The article mentions several things that can be done to safeguard clients.
1) a provision requiring regular accounting statements from the agents.
2) Naming co-agents who can serve as checks on each other.
3) naming a supervisor who has the power to fire an agent
When setting up a Power of Attorney, you want to name an agent while you’re still in good health and can make clear decisions. Typically, such documents are included as part of a standard Florida estate-planning package, which also includes a Florida Will and health-care proxy giving an agent the power to make health decisions when you can’t.
Powers of Attorney are often a tough balancing act: You want them to be simple for trusted family members or friends to implement, without too many hoops each time a transaction is made. But you also want to avoid giving agents a license to steal.

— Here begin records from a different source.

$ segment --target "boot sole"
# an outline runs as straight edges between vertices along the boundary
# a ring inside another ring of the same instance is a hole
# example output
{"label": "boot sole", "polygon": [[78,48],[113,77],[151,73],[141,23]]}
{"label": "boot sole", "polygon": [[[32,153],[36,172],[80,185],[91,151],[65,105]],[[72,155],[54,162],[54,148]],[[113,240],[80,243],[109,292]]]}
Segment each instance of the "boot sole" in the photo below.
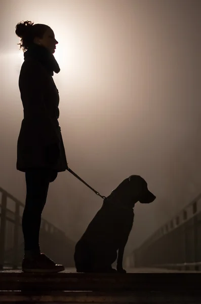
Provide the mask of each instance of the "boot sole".
{"label": "boot sole", "polygon": [[22,269],[22,272],[24,273],[56,273],[60,272],[61,271],[63,271],[65,270],[64,267],[57,267],[55,268],[54,269]]}

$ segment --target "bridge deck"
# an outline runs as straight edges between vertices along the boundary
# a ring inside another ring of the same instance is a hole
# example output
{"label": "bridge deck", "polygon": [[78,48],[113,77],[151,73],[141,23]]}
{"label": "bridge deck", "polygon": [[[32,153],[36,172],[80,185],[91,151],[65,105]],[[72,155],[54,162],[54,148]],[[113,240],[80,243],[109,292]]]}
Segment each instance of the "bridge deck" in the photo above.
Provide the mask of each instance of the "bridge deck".
{"label": "bridge deck", "polygon": [[129,273],[0,272],[0,302],[200,303],[201,273],[159,269]]}

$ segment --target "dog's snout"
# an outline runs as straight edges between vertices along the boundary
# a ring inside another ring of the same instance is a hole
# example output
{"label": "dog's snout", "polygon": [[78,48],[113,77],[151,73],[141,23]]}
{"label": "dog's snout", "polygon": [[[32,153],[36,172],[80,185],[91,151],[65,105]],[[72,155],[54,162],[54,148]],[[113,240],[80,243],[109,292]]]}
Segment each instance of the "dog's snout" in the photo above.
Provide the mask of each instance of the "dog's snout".
{"label": "dog's snout", "polygon": [[139,201],[142,204],[149,204],[152,203],[156,199],[156,197],[150,191],[148,190],[143,194]]}

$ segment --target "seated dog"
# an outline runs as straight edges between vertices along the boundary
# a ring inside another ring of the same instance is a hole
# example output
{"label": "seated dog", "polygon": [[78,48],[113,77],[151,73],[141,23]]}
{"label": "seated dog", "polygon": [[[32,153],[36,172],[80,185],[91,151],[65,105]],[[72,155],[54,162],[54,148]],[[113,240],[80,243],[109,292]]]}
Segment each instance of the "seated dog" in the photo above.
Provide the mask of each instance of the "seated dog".
{"label": "seated dog", "polygon": [[106,198],[101,209],[75,246],[74,259],[77,272],[111,273],[123,268],[125,247],[133,226],[135,204],[153,202],[155,196],[139,175],[125,179]]}

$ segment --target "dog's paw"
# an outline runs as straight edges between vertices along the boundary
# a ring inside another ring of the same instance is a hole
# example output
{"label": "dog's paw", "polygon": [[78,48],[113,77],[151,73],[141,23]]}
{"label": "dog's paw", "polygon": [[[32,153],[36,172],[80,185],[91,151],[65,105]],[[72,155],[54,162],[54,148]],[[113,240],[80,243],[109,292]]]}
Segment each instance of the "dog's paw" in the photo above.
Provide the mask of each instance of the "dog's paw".
{"label": "dog's paw", "polygon": [[119,273],[119,274],[126,274],[127,272],[125,269],[123,269],[123,268],[121,268],[120,269],[118,269],[117,270],[117,273]]}

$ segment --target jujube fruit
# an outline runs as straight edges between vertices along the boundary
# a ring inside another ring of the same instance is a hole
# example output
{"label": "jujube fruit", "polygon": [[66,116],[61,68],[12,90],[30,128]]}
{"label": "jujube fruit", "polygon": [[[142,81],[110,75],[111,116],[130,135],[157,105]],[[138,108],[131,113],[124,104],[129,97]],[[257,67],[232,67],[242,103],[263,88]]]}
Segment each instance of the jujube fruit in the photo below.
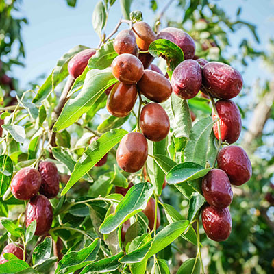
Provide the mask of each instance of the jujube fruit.
{"label": "jujube fruit", "polygon": [[134,107],[137,95],[137,88],[135,84],[128,85],[116,83],[108,97],[108,112],[116,117],[127,116]]}
{"label": "jujube fruit", "polygon": [[228,208],[207,206],[201,211],[201,221],[205,232],[211,240],[222,242],[229,236],[232,221]]}
{"label": "jujube fruit", "polygon": [[216,208],[225,208],[232,201],[229,179],[221,169],[213,169],[203,178],[203,195],[206,201]]}
{"label": "jujube fruit", "polygon": [[214,97],[235,97],[242,88],[242,82],[240,73],[228,64],[210,62],[203,67],[203,84]]}
{"label": "jujube fruit", "polygon": [[164,75],[149,69],[145,70],[137,86],[147,99],[156,103],[166,101],[172,92],[170,82]]}
{"label": "jujube fruit", "polygon": [[176,27],[166,27],[157,35],[158,39],[169,40],[176,44],[184,52],[184,59],[192,59],[195,53],[195,43],[191,36]]}
{"label": "jujube fruit", "polygon": [[230,145],[221,149],[218,166],[227,174],[230,183],[240,186],[251,177],[252,166],[247,153],[240,147]]}
{"label": "jujube fruit", "polygon": [[[142,210],[142,212],[147,216],[149,219],[149,227],[150,230],[153,230],[154,227],[155,221],[155,201],[154,198],[151,198],[147,202],[147,207]],[[157,205],[157,221],[156,221],[156,229],[160,227],[161,221],[161,216],[160,214],[160,209]]]}
{"label": "jujube fruit", "polygon": [[112,74],[117,80],[127,84],[138,82],[144,74],[141,61],[132,54],[118,55],[112,61]]}
{"label": "jujube fruit", "polygon": [[138,49],[134,32],[130,29],[121,31],[113,42],[113,47],[118,54],[136,55]]}
{"label": "jujube fruit", "polygon": [[144,166],[148,155],[147,141],[139,132],[129,132],[122,138],[116,159],[125,171],[136,172]]}
{"label": "jujube fruit", "polygon": [[15,255],[18,259],[23,260],[24,253],[23,253],[24,247],[18,243],[14,244],[13,242],[8,244],[5,246],[3,251],[2,253],[0,256],[0,264],[4,264],[8,262],[8,260],[5,259],[3,256],[5,253],[11,253]]}
{"label": "jujube fruit", "polygon": [[[236,104],[231,100],[219,100],[216,103],[216,108],[220,117],[221,137],[223,141],[229,144],[235,142],[239,138],[242,129],[242,119]],[[213,121],[217,116],[212,110]],[[213,131],[219,140],[218,123],[213,125]]]}
{"label": "jujube fruit", "polygon": [[41,174],[42,182],[39,190],[47,198],[54,198],[59,192],[60,176],[54,163],[43,161],[39,163],[38,171]]}
{"label": "jujube fruit", "polygon": [[125,195],[127,193],[127,191],[129,190],[132,186],[133,186],[133,184],[132,182],[129,183],[127,188],[115,186],[115,193],[121,194],[123,196],[125,196]]}
{"label": "jujube fruit", "polygon": [[140,126],[146,138],[151,141],[159,142],[169,132],[169,118],[160,105],[151,103],[142,109]]}
{"label": "jujube fruit", "polygon": [[28,200],[35,196],[41,186],[41,175],[37,169],[25,167],[13,177],[10,188],[15,198]]}
{"label": "jujube fruit", "polygon": [[[91,144],[92,142],[96,141],[98,138],[99,138],[98,136],[92,137],[90,140],[90,144]],[[95,166],[98,167],[103,166],[107,162],[107,160],[108,160],[108,153],[103,155],[103,157],[95,164]]]}
{"label": "jujube fruit", "polygon": [[171,77],[173,92],[184,99],[193,98],[198,94],[201,81],[201,66],[192,59],[181,62]]}
{"label": "jujube fruit", "polygon": [[146,22],[136,22],[133,25],[133,31],[138,47],[140,51],[147,51],[149,45],[156,39],[156,34]]}
{"label": "jujube fruit", "polygon": [[25,222],[27,227],[29,224],[36,220],[36,229],[35,235],[44,235],[51,227],[53,212],[51,204],[44,195],[37,195],[32,198],[27,203]]}
{"label": "jujube fruit", "polygon": [[76,54],[68,62],[68,70],[71,76],[76,79],[82,74],[88,60],[96,53],[95,49],[87,49]]}

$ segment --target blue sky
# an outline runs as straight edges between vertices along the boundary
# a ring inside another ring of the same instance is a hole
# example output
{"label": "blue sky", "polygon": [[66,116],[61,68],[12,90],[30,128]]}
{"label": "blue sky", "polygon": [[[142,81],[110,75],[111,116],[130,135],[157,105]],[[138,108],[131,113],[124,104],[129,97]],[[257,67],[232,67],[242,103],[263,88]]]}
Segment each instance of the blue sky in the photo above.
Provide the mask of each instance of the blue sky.
{"label": "blue sky", "polygon": [[[92,14],[97,0],[78,0],[76,8],[68,7],[65,0],[23,1],[21,14],[28,18],[23,36],[26,49],[25,66],[14,68],[12,75],[20,79],[21,88],[42,73],[50,73],[57,60],[74,46],[82,44],[90,47],[98,45],[99,38],[92,25]],[[107,32],[111,32],[121,16],[119,0],[112,8]],[[142,10],[144,20],[152,23],[155,14],[148,8],[149,1],[134,0],[132,10]],[[159,0],[160,7],[165,0]],[[232,18],[239,5],[242,7],[242,18],[258,25],[261,43],[258,49],[265,49],[270,37],[274,37],[274,0],[212,1],[225,9]],[[176,14],[175,5],[170,12]],[[237,52],[237,45],[243,36],[251,37],[247,29],[231,36],[231,52]],[[254,42],[255,44],[255,42]],[[257,77],[270,77],[260,66],[260,61],[251,63],[242,71],[245,82],[250,85]]]}

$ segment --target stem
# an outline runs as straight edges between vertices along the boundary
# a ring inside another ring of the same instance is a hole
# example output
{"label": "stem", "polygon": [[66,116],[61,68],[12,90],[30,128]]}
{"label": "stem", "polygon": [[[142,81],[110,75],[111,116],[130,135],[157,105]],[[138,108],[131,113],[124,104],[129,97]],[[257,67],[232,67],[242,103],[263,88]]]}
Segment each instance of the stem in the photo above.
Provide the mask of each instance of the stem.
{"label": "stem", "polygon": [[203,269],[203,259],[201,258],[201,253],[200,231],[199,231],[199,216],[197,219],[197,255],[199,254],[199,257],[200,258],[200,262],[201,262],[201,273],[203,274],[205,274],[205,269]]}

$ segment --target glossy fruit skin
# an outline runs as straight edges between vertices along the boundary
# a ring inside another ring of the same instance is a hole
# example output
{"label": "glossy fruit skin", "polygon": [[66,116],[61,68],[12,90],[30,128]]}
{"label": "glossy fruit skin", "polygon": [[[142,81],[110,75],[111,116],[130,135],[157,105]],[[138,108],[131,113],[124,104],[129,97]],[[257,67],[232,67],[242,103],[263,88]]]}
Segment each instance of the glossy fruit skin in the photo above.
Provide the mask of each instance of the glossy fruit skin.
{"label": "glossy fruit skin", "polygon": [[147,99],[155,103],[164,102],[172,92],[169,80],[164,75],[149,69],[145,70],[137,86]]}
{"label": "glossy fruit skin", "polygon": [[153,142],[164,139],[169,132],[169,118],[157,103],[145,105],[140,116],[140,126],[145,136]]}
{"label": "glossy fruit skin", "polygon": [[23,248],[24,247],[18,243],[16,243],[16,245],[14,244],[13,242],[8,244],[3,248],[2,251],[2,254],[0,256],[0,264],[4,264],[5,262],[8,262],[8,260],[5,259],[4,256],[3,256],[5,253],[12,253],[12,254],[15,255],[18,259],[23,260]]}
{"label": "glossy fruit skin", "polygon": [[136,40],[134,32],[130,29],[121,30],[113,42],[113,47],[118,54],[129,53],[136,55]]}
{"label": "glossy fruit skin", "polygon": [[213,169],[203,178],[201,188],[206,201],[215,208],[227,208],[232,201],[233,192],[225,172]]}
{"label": "glossy fruit skin", "polygon": [[174,70],[171,77],[173,92],[184,99],[195,97],[201,86],[201,68],[198,62],[186,60]]}
{"label": "glossy fruit skin", "polygon": [[146,22],[136,22],[133,25],[138,47],[140,51],[147,51],[149,45],[156,40],[156,34]]}
{"label": "glossy fruit skin", "polygon": [[13,177],[10,188],[15,198],[28,200],[39,191],[41,181],[41,175],[37,169],[25,167]]}
{"label": "glossy fruit skin", "polygon": [[127,229],[130,227],[130,220],[127,220],[123,225],[122,229],[121,229],[121,240],[122,242],[125,242],[125,234],[127,233]]}
{"label": "glossy fruit skin", "polygon": [[149,53],[139,53],[138,58],[139,58],[140,61],[142,62],[144,69],[148,68],[155,59],[154,57]]}
{"label": "glossy fruit skin", "polygon": [[[99,137],[95,136],[92,137],[90,140],[90,144],[92,142],[96,141]],[[108,160],[108,153],[106,153],[97,164],[95,164],[95,166],[102,166],[107,162]]]}
{"label": "glossy fruit skin", "polygon": [[127,188],[115,186],[115,193],[121,194],[123,196],[125,196],[125,195],[127,193],[127,191],[129,190],[132,186],[133,186],[133,184],[132,182],[129,183]]}
{"label": "glossy fruit skin", "polygon": [[123,170],[132,173],[142,169],[147,154],[147,141],[144,135],[139,132],[129,132],[121,140],[116,159]]}
{"label": "glossy fruit skin", "polygon": [[[142,212],[147,216],[149,219],[149,227],[150,230],[153,230],[154,227],[154,219],[155,219],[155,201],[154,198],[151,198],[147,202],[147,207],[142,210]],[[157,206],[157,221],[156,221],[156,229],[160,227],[161,221],[161,215],[160,214],[159,207]]]}
{"label": "glossy fruit skin", "polygon": [[205,206],[201,211],[201,221],[208,237],[215,242],[222,242],[230,235],[232,221],[228,208]]}
{"label": "glossy fruit skin", "polygon": [[[240,137],[242,129],[242,119],[236,104],[231,100],[219,100],[216,103],[216,108],[220,117],[221,137],[223,141],[229,144],[235,142]],[[212,120],[217,117],[212,109]],[[219,140],[218,123],[215,122],[213,131]]]}
{"label": "glossy fruit skin", "polygon": [[118,55],[112,61],[112,74],[117,80],[131,84],[138,82],[144,74],[141,61],[132,54]]}
{"label": "glossy fruit skin", "polygon": [[158,39],[167,39],[176,44],[184,52],[184,60],[192,59],[195,53],[195,43],[191,36],[176,27],[166,27],[157,35]]}
{"label": "glossy fruit skin", "polygon": [[90,58],[96,53],[92,49],[87,49],[76,54],[68,62],[68,70],[71,76],[76,79],[88,66]]}
{"label": "glossy fruit skin", "polygon": [[223,147],[218,154],[219,168],[227,174],[230,183],[241,186],[252,175],[252,166],[247,153],[240,147],[230,145]]}
{"label": "glossy fruit skin", "polygon": [[42,183],[39,190],[47,198],[54,198],[59,192],[60,176],[55,164],[49,161],[39,163],[38,171],[41,174]]}
{"label": "glossy fruit skin", "polygon": [[116,117],[125,117],[134,107],[137,96],[137,87],[135,84],[127,85],[118,82],[108,95],[107,109]]}
{"label": "glossy fruit skin", "polygon": [[242,82],[240,73],[228,64],[209,62],[203,67],[203,84],[214,97],[235,97],[240,93]]}
{"label": "glossy fruit skin", "polygon": [[25,222],[27,227],[29,224],[36,220],[35,235],[44,235],[51,227],[53,212],[51,204],[44,195],[37,195],[27,203]]}
{"label": "glossy fruit skin", "polygon": [[199,58],[196,60],[199,64],[203,67],[203,66],[205,66],[206,64],[208,63],[208,61],[207,61],[206,59],[203,58]]}
{"label": "glossy fruit skin", "polygon": [[151,64],[149,66],[149,69],[150,69],[151,71],[156,71],[156,73],[162,74],[162,75],[164,75],[164,73],[162,73],[161,69],[159,68],[159,66],[155,65],[155,64]]}

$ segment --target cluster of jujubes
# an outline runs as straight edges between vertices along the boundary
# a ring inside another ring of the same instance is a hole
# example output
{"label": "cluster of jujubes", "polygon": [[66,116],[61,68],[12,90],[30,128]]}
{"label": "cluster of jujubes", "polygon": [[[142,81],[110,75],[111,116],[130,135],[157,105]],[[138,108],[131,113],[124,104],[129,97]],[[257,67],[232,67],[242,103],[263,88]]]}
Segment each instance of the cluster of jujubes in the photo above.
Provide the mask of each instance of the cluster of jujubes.
{"label": "cluster of jujubes", "polygon": [[[117,163],[129,173],[144,166],[148,154],[147,138],[158,142],[169,132],[169,116],[158,103],[171,96],[171,83],[157,66],[149,66],[153,58],[149,53],[140,53],[147,51],[155,39],[155,34],[147,23],[137,22],[132,30],[121,31],[114,42],[114,50],[119,55],[113,60],[112,69],[119,82],[108,95],[108,111],[115,116],[125,117],[133,110],[138,95],[153,102],[145,104],[140,113],[137,130],[142,133],[129,133],[118,147]],[[139,103],[142,103],[141,99]]]}
{"label": "cluster of jujubes", "polygon": [[44,235],[51,227],[53,211],[49,199],[58,194],[59,181],[55,164],[48,161],[40,162],[38,170],[32,167],[22,169],[12,180],[13,195],[20,200],[29,200],[25,223],[27,227],[34,220],[36,221],[36,235]]}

To further protect yourself, you can require that your agent provide family members, or a third party, such as a lawyer or accountant, with regular accounting statements. Another strategy is to name co-agents. While that can be a burden — many transactions, for instance, would need two signatures — it can also create a system of checks and balances. In some cases, lawyers appoint an additional safeguard: a “protector,” who has the power to replace the agent if there is wrongdoing.
Another key point: Make sure to carefully lay out exactly what powers you want your agent to have. For instance, you can limit the agent’s power to make gifts of your property, so they can’t just give money to themselves. Spell out under what conditions gifts can be made, how much and to whom.